Antithrombotic stewardship: a multidisciplinary team approach towards improving antithrombotic therapy outcomes during and after hospitalisation: a study protocol

In this study, the effect of the implementation of a multidisciplinary antithrombotic team is compared with usual care using a pre-post study design. The study is performed at the Erasmus University Medical Center Rotterdam and the Reinier de Graaf Hospital Delft. Patients who are or will be treated with antithrombotics are included in the study. We aim to include 1900 patients, 950 in each hospital. Primary outcome is the proportion of patients with a composite end point consisting of ≥1 bleeding or ≥1 thrombotic event from the beginning of antithrombotic therapy (or hospitalisation) until 3 months after hospitalisation. Bleeding is defined according to the International Society of Thrombosis and Haemostasis (ISTH) classification.

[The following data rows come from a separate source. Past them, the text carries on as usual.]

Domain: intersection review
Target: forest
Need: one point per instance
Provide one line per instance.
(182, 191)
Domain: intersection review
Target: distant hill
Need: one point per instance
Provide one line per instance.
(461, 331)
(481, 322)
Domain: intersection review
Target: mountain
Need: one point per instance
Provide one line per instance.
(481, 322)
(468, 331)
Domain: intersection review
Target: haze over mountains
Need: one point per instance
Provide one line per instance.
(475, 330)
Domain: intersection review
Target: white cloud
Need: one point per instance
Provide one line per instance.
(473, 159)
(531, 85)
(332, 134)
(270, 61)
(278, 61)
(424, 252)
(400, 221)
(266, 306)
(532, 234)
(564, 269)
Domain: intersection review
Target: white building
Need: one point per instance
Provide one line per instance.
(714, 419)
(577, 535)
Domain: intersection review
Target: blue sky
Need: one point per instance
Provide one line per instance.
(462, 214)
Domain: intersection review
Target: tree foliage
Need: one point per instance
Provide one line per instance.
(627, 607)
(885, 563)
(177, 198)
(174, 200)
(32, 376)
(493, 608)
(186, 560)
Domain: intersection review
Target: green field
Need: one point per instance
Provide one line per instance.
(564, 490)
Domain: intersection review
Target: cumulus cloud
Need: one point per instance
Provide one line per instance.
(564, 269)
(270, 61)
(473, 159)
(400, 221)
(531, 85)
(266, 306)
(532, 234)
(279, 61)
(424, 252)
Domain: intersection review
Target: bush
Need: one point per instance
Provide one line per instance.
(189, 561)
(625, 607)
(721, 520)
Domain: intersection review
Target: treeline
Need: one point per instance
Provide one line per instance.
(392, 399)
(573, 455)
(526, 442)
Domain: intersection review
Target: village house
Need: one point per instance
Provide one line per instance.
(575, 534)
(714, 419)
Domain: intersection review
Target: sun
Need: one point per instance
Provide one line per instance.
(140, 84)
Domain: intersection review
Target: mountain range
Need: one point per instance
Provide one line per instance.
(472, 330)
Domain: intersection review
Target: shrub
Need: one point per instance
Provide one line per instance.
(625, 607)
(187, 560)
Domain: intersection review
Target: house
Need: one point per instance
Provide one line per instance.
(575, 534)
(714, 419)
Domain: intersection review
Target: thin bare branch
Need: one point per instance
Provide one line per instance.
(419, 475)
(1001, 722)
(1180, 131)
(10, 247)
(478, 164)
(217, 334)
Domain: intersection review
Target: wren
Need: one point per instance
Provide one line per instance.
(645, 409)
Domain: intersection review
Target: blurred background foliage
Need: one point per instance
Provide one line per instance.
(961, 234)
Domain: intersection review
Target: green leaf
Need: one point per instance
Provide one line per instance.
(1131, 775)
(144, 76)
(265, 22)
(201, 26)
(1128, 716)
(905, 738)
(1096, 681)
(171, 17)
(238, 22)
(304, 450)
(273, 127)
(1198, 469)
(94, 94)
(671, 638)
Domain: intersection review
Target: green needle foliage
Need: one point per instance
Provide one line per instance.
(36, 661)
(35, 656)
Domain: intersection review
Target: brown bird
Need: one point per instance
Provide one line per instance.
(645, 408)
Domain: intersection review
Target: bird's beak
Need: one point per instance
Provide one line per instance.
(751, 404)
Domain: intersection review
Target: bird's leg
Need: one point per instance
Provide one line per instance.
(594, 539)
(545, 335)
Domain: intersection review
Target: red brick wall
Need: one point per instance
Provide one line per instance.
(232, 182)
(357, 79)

A thrombotic event is defined as any objectively confirmed arterial or venous thrombosis, including acute myocardial infarction or stroke for arterial thrombosis and deep venous thrombosis or pulmonary embolism or venous thrombosis. An economic evaluation is performed to determine whether the implementation of the multidisciplinary antithrombotic team will be cost-effective. Ethics and dissemination This protocol was approved by the Medical Ethical Committee of the Erasmus University Medical Center. The findings of the study will be disseminated through peer-reviewed journals and presented at relevant conferences. Trial registration number NTR4887; pre-results.